Saturday, February 27, 2010

mundane takeover

So my life has become lame to the extreme. I'm not even in the process of applying for grad schools anymore...it's just done. It's so quiet in my head right now. I am living day to day, shift to shift, just getting by. I stopped learning German. I barely read anymore. I don't even watch movies. I basically just work 4-5 days a week and spend the rest of my time wasting my time. I don't find myself too upset by this fact. When I find out where I'm headed in 5 months, I think I may then begin to prepare. Begin to care. But for now I'm just staying in a hibernation of sorts.

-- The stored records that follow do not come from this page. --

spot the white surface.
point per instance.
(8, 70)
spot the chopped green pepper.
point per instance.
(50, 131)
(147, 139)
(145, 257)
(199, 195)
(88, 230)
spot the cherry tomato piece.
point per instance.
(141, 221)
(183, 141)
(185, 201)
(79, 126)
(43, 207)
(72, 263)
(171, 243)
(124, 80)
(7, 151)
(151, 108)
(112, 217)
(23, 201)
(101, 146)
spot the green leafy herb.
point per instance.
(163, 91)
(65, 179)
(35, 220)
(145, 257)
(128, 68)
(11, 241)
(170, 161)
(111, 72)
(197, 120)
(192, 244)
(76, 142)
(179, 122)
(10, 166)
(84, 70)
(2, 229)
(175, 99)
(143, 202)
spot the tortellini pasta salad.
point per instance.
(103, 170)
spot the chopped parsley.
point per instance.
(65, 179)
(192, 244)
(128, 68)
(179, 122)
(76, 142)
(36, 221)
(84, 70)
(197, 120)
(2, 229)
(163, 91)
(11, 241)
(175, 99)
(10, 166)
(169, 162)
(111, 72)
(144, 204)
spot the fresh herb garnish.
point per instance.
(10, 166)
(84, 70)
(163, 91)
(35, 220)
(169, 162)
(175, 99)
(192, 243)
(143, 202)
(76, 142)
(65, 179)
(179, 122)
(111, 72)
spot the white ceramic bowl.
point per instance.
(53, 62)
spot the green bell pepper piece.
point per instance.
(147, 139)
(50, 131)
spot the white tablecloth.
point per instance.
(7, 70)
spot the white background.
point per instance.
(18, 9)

I don't even think about much anymore. There is quite literally no intellectual or mental stimulation of any sort here, unless I am really motivated to provide it for myself. But I'm not. I mean, I loved college...but now it seems sorta like a distant dream. I'm finding myself forgetting that passion and slipping back into the soothing rhythm of this rural midwest town. Where education is important, but only if it helps you get a good paying job. Of course, that's sorta the objective wherever you're from. But I found something at college...something inside me that didn't really care about the job opportunities at the end of the road, as long as I'm learning, as long as I'm pursuing these passions. For me, college had nothing to do with the degree, nothing to do with a career objective. It was about doing what I love - studying. That's why I want to go to grad school. Not so I can teach college someday, although that's what I tell people when they ask me what I'm planning to do with a phd in history. I'm pursuing the study of history because it is compelling, because it is vital, because it is what I like to spend my time doing.

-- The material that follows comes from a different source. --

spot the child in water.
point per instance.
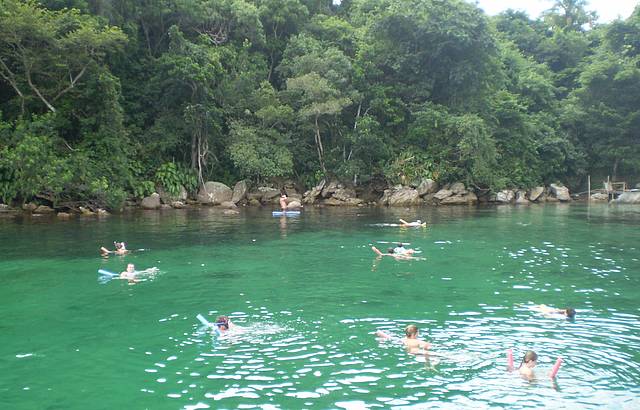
(529, 361)
(411, 342)
(121, 249)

But in spite of this passion, right now I'm doing nothing, and sorta enjoying that too, in a slothful lazy sort of way. And, to be completely honest, if I don't get into grad school, life will not end for me. Cuz I can live without history. I don't want to, but I can. I love the piano, too, and I would not mind pursuing that path. It requires a whole lot less further education, in fact, zero, because I've spent the last 15 years of my life studying it. And I LOVE the piano. As much as history. Just in a different way - in a self-expression way...not necessarily a vocare (thanks nw) sort of way.

This is good for me, thinking "out loud" like this. It is probably frightfully boring to read, but that's ok.

Basically, this post can be summed up by the following. My life as a waitress is sucking the academic-ness out of me, and I am doing nothing to stop it, but merely waiting to see what the future holds. God knows what He's doing.